• Salah Stétié et ses amis artistes, Maison Elsa Triolet-Aragon, Saint-Arnoult-en-Yvelines, 2003
  • SALAH STÉTIÉ
    Du 14 juin au 7 septembre 2003

    à la Maison
    Elsa Triolet – Aragon

    Moulin de Villeneuve
    78730 Saint-Arnoult-en-Yvelines

    Tel : 01 30 41 20 15
    Fax : 01 30 41 43 92 

    C’est une fête de famille.
    Quand un poète se retrouve entouré de ses peintres, de tous ceux, sculpteurs aussi et graveurs, qui ont travaillés avec lui, il ne peut que nager dans ce léger bonheur que lui donne le sentiment d’avoir été compris, d’avoir même été aimé. Sinon, pourquoi tous ceux-là, ces vingt ou trente merveilleux rêveurs pour leur compte, auraient-ils mobilisé leur propre rêve pour le mettre au service de ses images mentales à lui, de ses surgissements affectifs ou abstraits, de son délire singulier, de ses voiles et de ses dévoilements, de sa panoplie de mots, tous ces pièges ? Pourquoi leurs lignes, leurs couleurs, leurs signes mythologiques les plus personnels, leur foudre intime, ces instruments aussi qui sont les leurs, pinceaux et burins, crayon, fusain, toile et papier, oui, pourquoi toute cette batterie de cuisine alchimique vient-elle se placer sous l’autorité d’un autre imaginaire ? Le poète a-t-il réponse à fournir à toutes ces questions qui l’assiègent comme banderoles au vent à l’heure de la fête partagée ? Il se dit que s’il a été élu par tous ces peintres et s’il a été d’eux aimé, c’est que sans doute une communication s’est établie, une circulation s’est mise en place, vivante et décisive, peut-être une porosité seulement mais insistante, entre ce qu’il portait, lui, d’émotions et d’intuitions, dans sa langue, et ce que ses complices devenus ses amis nécessairement, portaient de leur côté dans ces langues magiques qui sont les leurs et, au-delà, dans cette langue commune à tous les hommes quand ils se prennent à rêver tout haut, mots et couleurs, et qui a nom : poésie. « Les rêveurs en dormant travaillent fraternellement à la recréation du monde », dit Héraclite.

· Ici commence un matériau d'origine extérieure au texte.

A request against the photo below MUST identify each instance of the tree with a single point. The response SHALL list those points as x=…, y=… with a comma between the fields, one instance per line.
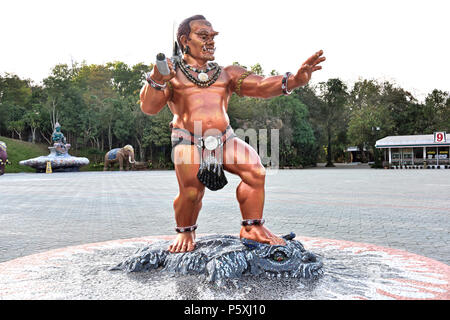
x=332, y=113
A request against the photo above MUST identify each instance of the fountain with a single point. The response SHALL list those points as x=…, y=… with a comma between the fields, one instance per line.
x=59, y=157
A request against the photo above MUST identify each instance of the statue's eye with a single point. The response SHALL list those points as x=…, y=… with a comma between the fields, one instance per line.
x=279, y=256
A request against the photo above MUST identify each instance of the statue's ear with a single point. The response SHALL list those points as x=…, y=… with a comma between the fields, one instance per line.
x=251, y=244
x=289, y=236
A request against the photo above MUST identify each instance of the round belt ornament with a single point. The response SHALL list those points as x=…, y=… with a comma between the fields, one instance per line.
x=211, y=143
x=202, y=77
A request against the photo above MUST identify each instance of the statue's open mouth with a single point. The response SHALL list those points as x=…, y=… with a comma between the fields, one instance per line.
x=208, y=49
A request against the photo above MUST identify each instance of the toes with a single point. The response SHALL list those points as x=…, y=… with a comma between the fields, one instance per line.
x=191, y=246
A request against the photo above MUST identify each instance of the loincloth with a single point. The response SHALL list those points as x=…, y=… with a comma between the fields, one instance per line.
x=210, y=171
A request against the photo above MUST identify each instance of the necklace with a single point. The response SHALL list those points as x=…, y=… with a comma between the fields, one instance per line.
x=202, y=79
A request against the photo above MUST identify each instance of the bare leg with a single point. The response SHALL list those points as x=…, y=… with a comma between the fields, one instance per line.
x=188, y=202
x=250, y=192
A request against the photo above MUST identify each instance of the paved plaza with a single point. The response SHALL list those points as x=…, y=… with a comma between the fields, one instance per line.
x=401, y=209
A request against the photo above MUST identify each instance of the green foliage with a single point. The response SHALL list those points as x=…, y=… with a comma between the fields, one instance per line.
x=98, y=108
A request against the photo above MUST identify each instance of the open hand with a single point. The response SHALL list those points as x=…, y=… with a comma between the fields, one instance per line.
x=308, y=67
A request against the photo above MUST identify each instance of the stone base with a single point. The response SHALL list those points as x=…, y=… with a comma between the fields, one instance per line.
x=59, y=162
x=351, y=271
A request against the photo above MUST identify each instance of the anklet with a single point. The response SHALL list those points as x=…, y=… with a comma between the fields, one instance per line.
x=186, y=229
x=252, y=222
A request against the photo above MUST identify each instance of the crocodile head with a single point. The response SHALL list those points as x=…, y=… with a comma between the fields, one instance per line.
x=283, y=261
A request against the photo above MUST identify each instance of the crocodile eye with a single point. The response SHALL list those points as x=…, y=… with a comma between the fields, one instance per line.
x=279, y=256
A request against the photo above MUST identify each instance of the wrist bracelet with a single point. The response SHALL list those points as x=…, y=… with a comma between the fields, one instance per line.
x=284, y=83
x=154, y=84
x=252, y=222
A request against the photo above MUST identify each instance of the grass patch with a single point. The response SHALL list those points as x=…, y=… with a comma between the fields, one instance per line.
x=20, y=150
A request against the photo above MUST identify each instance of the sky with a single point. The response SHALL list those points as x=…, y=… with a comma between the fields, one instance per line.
x=405, y=42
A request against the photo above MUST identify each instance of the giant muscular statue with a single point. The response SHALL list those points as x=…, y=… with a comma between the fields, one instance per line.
x=197, y=92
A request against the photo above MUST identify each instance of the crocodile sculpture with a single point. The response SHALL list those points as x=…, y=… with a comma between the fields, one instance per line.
x=218, y=258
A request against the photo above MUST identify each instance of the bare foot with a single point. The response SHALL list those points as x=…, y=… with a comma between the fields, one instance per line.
x=184, y=242
x=261, y=234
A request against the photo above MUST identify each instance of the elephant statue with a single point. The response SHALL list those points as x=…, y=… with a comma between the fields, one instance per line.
x=3, y=157
x=125, y=156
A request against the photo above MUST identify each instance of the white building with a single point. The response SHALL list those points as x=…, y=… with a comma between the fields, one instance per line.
x=418, y=151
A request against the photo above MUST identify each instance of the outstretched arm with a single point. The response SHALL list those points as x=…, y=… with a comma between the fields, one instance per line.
x=152, y=99
x=260, y=87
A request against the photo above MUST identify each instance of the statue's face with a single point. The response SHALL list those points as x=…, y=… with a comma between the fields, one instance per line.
x=201, y=40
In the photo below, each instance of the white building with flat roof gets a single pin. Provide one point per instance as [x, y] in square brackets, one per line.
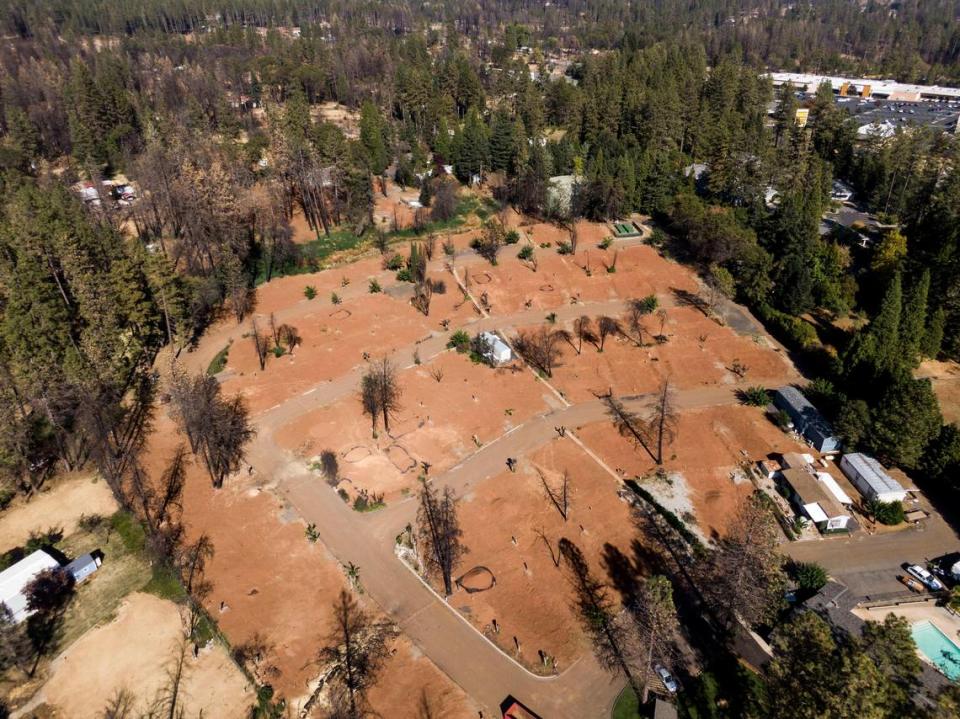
[14, 581]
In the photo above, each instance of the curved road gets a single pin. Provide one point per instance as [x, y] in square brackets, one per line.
[484, 672]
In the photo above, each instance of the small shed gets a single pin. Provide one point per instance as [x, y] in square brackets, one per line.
[871, 479]
[15, 578]
[808, 493]
[82, 567]
[806, 419]
[496, 350]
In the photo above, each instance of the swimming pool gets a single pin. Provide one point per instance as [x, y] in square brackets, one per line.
[937, 647]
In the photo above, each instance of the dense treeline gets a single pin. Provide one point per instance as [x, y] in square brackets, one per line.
[911, 40]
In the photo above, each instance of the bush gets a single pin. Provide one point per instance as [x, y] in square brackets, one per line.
[790, 330]
[810, 577]
[755, 397]
[889, 513]
[460, 341]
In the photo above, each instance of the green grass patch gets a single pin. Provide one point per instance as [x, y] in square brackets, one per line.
[627, 705]
[312, 255]
[165, 583]
[219, 363]
[129, 530]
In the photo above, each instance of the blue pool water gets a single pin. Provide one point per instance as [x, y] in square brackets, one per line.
[937, 647]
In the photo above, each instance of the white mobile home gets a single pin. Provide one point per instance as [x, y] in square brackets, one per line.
[871, 479]
[15, 579]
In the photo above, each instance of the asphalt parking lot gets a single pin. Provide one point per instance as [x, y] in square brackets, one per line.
[939, 114]
[870, 563]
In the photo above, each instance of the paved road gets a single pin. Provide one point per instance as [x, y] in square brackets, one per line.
[583, 689]
[869, 563]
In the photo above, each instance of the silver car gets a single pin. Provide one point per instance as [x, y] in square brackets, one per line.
[930, 581]
[667, 678]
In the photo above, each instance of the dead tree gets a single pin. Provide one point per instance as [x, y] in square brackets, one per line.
[541, 348]
[439, 533]
[355, 652]
[288, 337]
[259, 343]
[664, 420]
[606, 326]
[583, 329]
[610, 633]
[559, 496]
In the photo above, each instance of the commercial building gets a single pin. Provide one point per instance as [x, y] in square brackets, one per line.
[871, 479]
[810, 495]
[806, 419]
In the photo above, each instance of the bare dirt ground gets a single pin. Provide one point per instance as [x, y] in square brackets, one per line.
[439, 423]
[61, 504]
[145, 639]
[274, 583]
[711, 445]
[502, 520]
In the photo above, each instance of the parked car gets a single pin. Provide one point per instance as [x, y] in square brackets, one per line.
[912, 584]
[930, 581]
[667, 678]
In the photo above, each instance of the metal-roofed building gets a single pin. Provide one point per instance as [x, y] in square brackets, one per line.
[871, 479]
[15, 579]
[816, 502]
[806, 419]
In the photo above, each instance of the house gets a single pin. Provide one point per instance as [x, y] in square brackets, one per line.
[15, 579]
[809, 494]
[806, 419]
[83, 567]
[871, 479]
[496, 350]
[560, 192]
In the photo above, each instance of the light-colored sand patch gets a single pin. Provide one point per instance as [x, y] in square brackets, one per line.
[61, 506]
[134, 652]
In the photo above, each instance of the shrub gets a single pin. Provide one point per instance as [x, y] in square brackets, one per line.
[755, 397]
[889, 513]
[810, 576]
[460, 341]
[394, 262]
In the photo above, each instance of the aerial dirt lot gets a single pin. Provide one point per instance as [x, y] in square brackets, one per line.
[61, 503]
[134, 653]
[502, 522]
[270, 585]
[440, 423]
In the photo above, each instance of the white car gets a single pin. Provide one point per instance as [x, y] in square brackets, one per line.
[931, 582]
[667, 678]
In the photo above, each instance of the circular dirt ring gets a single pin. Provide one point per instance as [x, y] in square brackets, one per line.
[356, 454]
[478, 579]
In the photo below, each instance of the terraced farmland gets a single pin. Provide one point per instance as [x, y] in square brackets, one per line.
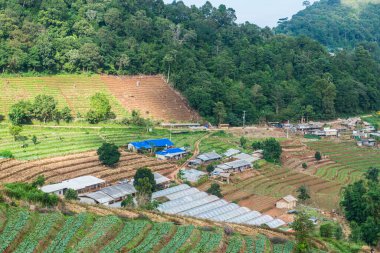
[54, 141]
[69, 90]
[349, 162]
[86, 232]
[276, 182]
[81, 164]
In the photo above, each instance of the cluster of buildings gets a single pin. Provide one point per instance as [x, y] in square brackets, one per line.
[93, 190]
[184, 200]
[162, 148]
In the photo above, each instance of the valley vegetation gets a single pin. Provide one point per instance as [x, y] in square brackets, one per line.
[221, 67]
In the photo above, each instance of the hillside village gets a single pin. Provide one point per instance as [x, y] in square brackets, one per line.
[156, 126]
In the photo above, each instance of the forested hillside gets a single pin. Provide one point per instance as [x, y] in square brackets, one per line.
[338, 23]
[221, 67]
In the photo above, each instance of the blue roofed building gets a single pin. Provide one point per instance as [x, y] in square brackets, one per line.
[149, 145]
[171, 154]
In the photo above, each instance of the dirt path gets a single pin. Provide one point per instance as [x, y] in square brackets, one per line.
[196, 152]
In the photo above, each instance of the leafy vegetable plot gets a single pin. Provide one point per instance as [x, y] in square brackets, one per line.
[260, 243]
[183, 233]
[41, 230]
[249, 245]
[101, 227]
[16, 222]
[59, 244]
[126, 235]
[278, 248]
[209, 242]
[234, 245]
[153, 238]
[288, 247]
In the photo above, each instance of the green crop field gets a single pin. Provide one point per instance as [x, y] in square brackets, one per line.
[25, 231]
[57, 141]
[73, 91]
[351, 161]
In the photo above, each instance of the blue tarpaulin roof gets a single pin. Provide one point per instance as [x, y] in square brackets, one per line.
[148, 144]
[171, 151]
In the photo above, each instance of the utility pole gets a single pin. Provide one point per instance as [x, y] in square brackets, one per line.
[244, 119]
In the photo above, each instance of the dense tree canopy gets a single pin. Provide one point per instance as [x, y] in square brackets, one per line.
[221, 67]
[336, 24]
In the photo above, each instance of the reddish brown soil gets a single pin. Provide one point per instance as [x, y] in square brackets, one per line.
[152, 96]
[259, 203]
[61, 168]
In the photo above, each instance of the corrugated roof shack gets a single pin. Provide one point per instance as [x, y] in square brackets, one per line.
[171, 154]
[205, 158]
[287, 202]
[234, 166]
[150, 145]
[109, 195]
[80, 185]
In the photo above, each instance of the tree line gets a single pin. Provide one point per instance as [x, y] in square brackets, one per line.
[223, 68]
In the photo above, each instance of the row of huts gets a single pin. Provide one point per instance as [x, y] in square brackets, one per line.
[93, 190]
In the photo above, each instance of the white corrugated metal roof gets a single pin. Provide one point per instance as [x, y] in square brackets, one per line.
[182, 201]
[234, 165]
[260, 220]
[75, 184]
[275, 223]
[231, 152]
[289, 198]
[231, 214]
[209, 156]
[99, 197]
[205, 208]
[246, 157]
[191, 204]
[171, 190]
[218, 211]
[245, 217]
[160, 179]
[182, 194]
[119, 190]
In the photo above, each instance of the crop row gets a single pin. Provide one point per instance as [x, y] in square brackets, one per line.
[16, 222]
[249, 245]
[126, 235]
[158, 231]
[101, 227]
[40, 231]
[288, 247]
[234, 245]
[208, 243]
[260, 243]
[181, 236]
[60, 242]
[278, 248]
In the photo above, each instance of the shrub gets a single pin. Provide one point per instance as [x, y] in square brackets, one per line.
[66, 115]
[71, 194]
[6, 154]
[109, 154]
[34, 140]
[15, 131]
[210, 168]
[228, 230]
[215, 190]
[318, 156]
[326, 230]
[21, 113]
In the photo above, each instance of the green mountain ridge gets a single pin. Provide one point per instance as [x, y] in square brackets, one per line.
[221, 67]
[338, 24]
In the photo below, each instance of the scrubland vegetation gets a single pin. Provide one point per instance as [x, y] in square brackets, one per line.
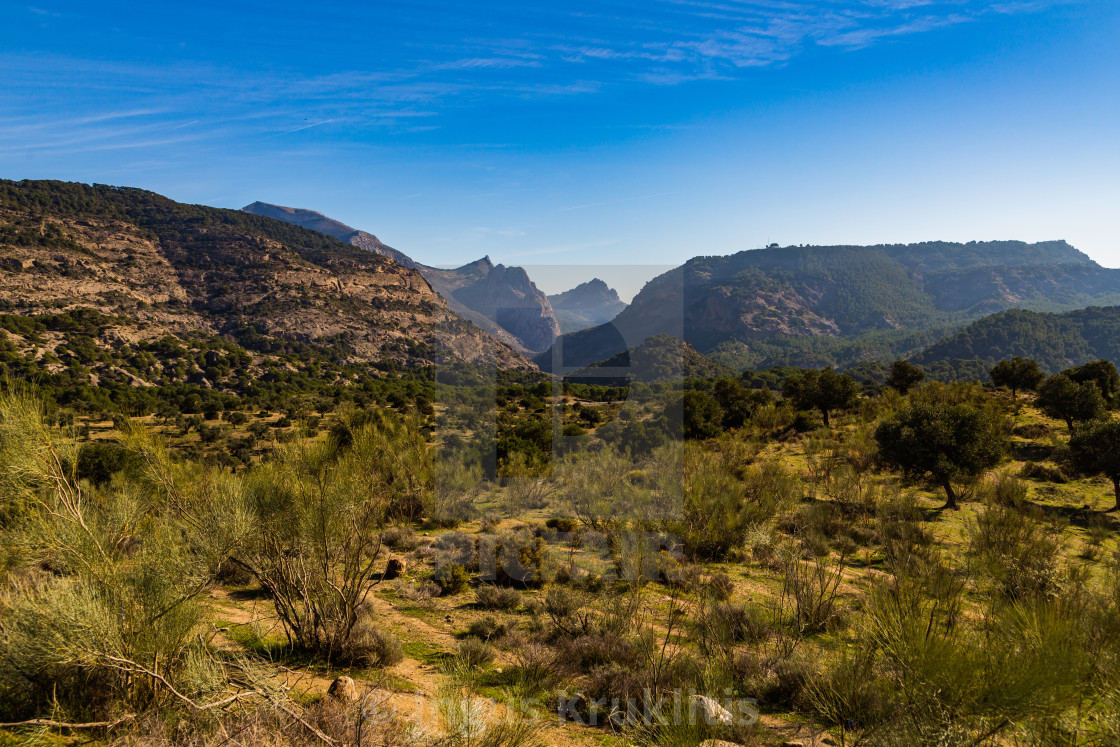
[542, 562]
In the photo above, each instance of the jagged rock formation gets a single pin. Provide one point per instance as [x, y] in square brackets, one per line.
[503, 296]
[329, 226]
[498, 299]
[781, 299]
[162, 268]
[587, 305]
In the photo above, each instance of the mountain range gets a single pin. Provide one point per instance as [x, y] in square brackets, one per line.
[164, 269]
[840, 305]
[587, 305]
[1055, 341]
[503, 300]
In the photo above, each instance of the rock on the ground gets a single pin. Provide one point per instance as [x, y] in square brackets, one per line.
[394, 568]
[711, 710]
[343, 689]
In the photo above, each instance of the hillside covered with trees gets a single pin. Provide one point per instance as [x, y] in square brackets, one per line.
[840, 305]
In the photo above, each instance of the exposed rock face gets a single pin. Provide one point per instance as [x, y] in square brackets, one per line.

    Nous croyons habiter une planète qui tourne autour d’une étoile de feu et nous tournons, croyons-nous, avec notre habitat, autour de ce feu dévorant et qui nous dévorera. En fait, nous habitons la maison de nos livres, dont certains sont dits par nous saints ou sacrés ; nous nous sentons protégés par leur murmure à nos oreilles et, à nos yeux, par cette brume zébrée d’éclairs qui monte des pages. C’est autour de nos mots que nous tournons. Déjà partis, un pied dans le vide, nous imprimons d’un coup de talon l’empreinte paradoxale de notre sur la peau du désert naissant.